Hmmm. The hardest part is Directx 12, which I could say is only exist in high-end PC
I have a five-year-old PC and a 1660. DX12 is fine, if you don’t use too many large textures or heavy shaders. Once you know what to avoid, it’s just like a slightly slow ue4.
Also with Lumen and RVT on.
As far as dev work goes, yes a 30 series with 24GB VRAM would be lovely, but then I’d never know about any problems. So I’m prepared to put up with a bit of inconvenience, to know immediately when there’s a problem.
That’s another thing with Nanite, if the system has to fall back, because of DX11, you will need to have designed for that, and have decent fallback meshes and LODs.

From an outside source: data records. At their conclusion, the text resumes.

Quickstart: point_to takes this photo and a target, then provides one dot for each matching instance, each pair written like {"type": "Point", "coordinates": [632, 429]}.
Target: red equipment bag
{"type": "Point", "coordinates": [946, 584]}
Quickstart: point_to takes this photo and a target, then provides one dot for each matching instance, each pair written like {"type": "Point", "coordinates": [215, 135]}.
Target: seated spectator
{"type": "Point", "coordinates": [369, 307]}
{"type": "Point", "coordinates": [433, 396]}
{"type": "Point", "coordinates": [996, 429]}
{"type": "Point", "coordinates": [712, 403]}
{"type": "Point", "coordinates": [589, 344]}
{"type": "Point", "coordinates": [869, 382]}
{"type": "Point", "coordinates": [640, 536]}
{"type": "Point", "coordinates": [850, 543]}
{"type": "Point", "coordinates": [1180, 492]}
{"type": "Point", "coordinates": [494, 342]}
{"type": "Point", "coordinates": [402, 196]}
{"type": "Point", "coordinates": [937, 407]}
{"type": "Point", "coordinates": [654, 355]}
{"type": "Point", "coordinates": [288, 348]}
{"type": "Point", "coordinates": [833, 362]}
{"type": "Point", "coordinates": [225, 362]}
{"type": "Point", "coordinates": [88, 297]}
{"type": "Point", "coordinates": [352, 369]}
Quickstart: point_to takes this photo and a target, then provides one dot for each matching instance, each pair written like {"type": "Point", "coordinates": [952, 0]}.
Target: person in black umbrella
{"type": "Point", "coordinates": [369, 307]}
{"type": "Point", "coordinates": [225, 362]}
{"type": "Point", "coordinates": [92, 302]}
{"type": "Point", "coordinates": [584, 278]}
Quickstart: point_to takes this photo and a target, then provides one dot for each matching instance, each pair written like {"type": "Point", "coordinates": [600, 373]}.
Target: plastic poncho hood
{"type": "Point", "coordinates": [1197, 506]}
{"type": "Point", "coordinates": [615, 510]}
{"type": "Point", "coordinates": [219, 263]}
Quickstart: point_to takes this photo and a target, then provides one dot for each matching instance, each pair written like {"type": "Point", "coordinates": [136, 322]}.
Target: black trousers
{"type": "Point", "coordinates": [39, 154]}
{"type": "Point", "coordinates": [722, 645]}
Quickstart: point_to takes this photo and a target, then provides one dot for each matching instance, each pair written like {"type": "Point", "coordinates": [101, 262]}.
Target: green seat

At the moment, for me and the players I’m developing for, I think a fractal density map is out of the question. At least until 30 series cards trickle down a become the norm. In any event, Nanite won’t make a bad game good It’s just something to know about for when the time comes.
I know Epic have demonstrated all this new tech on a Playstation, but they also ran the city demo on there. And that runs like a dog with a wooden leg on everything except a hydrogen cooled Cray. Just sayin’…
Considering I’m not in a well-known country which makes the currency (phew) very expensive let alone buying high spec PC. But for the most part, even 1660 is like spending 4 months of full saving salary. If you have those you will be treated like a king.
I agree that “Nanite won’t make a bad game good” but it helps to eliminate the limited number of meshes per level. Culling looks weird with an open level where the distant tree suddenly appears as we walk towards it. So, yeah I think Nanite solves this issue but we will need an expensive setup as well as the players.
From the statistical review we both know, players with high-end PC are like 1 in 40 people. Taking the risk of using Nanite I think is out of the question.